An influential Polish writer and theater director says that Poland is once again getting in the way of the world’s powers and that these stronger powers would like to submit Poland to a modern kind of partitioning to neuter the country.
These powers, such as Russia, Germany, the European Union, and France, do not want a strong and independent Poland because they do not want it to be their competitor.
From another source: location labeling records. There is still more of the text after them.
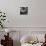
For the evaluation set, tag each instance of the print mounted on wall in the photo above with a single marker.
(23, 10)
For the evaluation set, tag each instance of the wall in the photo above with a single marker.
(12, 9)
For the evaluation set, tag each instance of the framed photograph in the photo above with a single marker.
(23, 10)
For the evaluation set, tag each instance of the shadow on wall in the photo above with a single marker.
(16, 43)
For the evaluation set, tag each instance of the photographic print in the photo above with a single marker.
(23, 10)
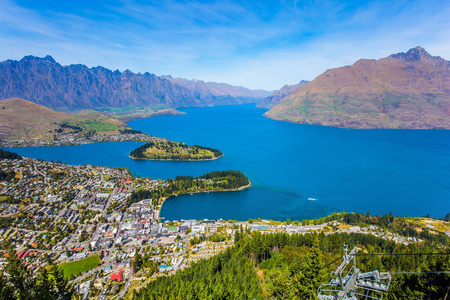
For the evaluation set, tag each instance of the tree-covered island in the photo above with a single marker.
(167, 150)
(215, 181)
These countries want to make Poland dependent on their politics, economies and culture, the writer stressed in an interview for Sieci, a Polish weekly.
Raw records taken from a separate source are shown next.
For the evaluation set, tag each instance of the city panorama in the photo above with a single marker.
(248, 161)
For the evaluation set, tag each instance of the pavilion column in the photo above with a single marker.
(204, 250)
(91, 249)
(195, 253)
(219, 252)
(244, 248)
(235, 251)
After the collapse of communism, Libera explains, the world’s powers were not anticipating the rise of Poland because the country was weak and rebuilding.
It was only after Poland’s economy grew and the country fought for recognition that European leaders began disliking the country and accusing it of being “progressive Europe’s” black sheep, said Libera, who is well-known in Poland for his translations of plays by Samuel Beckett and other notable writers along with his own published novels.
“The EU’s approach to an emancipated Poland increasingly reminded me of some kind of protector’s approach to their vassal and his subjected province,” Libera said.
The writer warned that a crucial part of this new threat is the internal civil war between Poles which began in 1989 between the post-communist political parties that arose, with the first group represented by Solidarity on one side and the second group represented by the rest of Polish society on the other, with this second side having been left out of state building efforts after the Round Table Talks that followed the fall of communism.